Trump has succeeded even better in this respect—he famously “tells it like it is,” his supporters like to say. Of course, as judged by fact-checkers, Trump’s relationship to the truth is embattled and tenuous; what his supporters seem to appreciate, rather, is his willingness to voice their suspicions and prejudices without worrying about recriminations of critics. Trump says things people are reluctant or shy to voice loudly—if at all.
This gets us closer to what’s going on. Rand is decidedly cynical about the said masses: There is little point in preaching to them; they won’t change or improve, at least of their own accord; nor will they offer assistance to the capitalists. The masses just need to stay out of the way.
The principal virtue of a free market, Rand explains, is “that the exceptional men, the innovators, the intellectual giants, are not held down by the majority. In fact, it is the members of this exceptional minority who lift the whole of a free society to the level of their own achievements…”
But they don’t lift the masses willingly or easily, she says: “While the majority have barely assimilated the value of the automobile, the creative minority introduces the airplane. The majority learn by demonstration, the minority are free to demonstrate.”

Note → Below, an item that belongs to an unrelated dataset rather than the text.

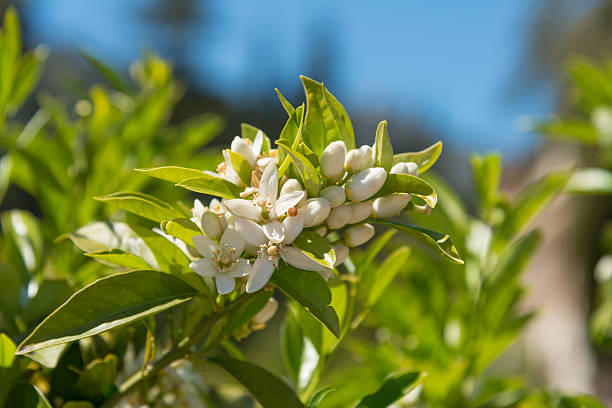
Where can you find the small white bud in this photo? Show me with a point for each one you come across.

Like Rand, her followers—who populate the Trump administration—are largely indifferent to the progress of the masses. They will let people be. Rand believes, quite simply, most people are hapless on their own, and we simply cannot expect much of them. There are only a few on whom we should pin our hopes; the rest are simply irrelevant. Which is why she complains about our tendency to give welfare to the needy. She says,
“The welfare and rights of the producers were not regarded as worthy of consideration or recognition. This is the most damning indictment of the present state of our culture.”
So, why do Republicans get away with eluding the title of elitist—despite their allegiance to Rand—while Democrats are stuck with this title? I think part of the reason is that Democrats, among other things, are moralistic. They are more optimistic about human nature—they are more optimistic about the capacity of humans to progress morally and live in harmony. Thus, liberals judge: They call out our racism, our sexism, our xenophobia. They make people feel bad for harboring such prejudices, wittingly or not, and they warn us away from potentially offensive language, and phrases.
Many conservative opponents scorn liberals for their ill-founded naïve optimism. For in Rand’s world there is no hope for the vast majority of mankind. She heaps scorn on the poor billions, whom “civilized men” are prodded to help. The best they can hope for is that they might be lucky enough to enjoy the riches produced by the real innovators, which might eventually trickle down to them in their misery. To the extent that Trump and his colleagues embrace Rand’s thought, they must share or approach some of her cynicism.
Firmin DeBrabander is Professor of Philosophy, Maryland Institute College of Art.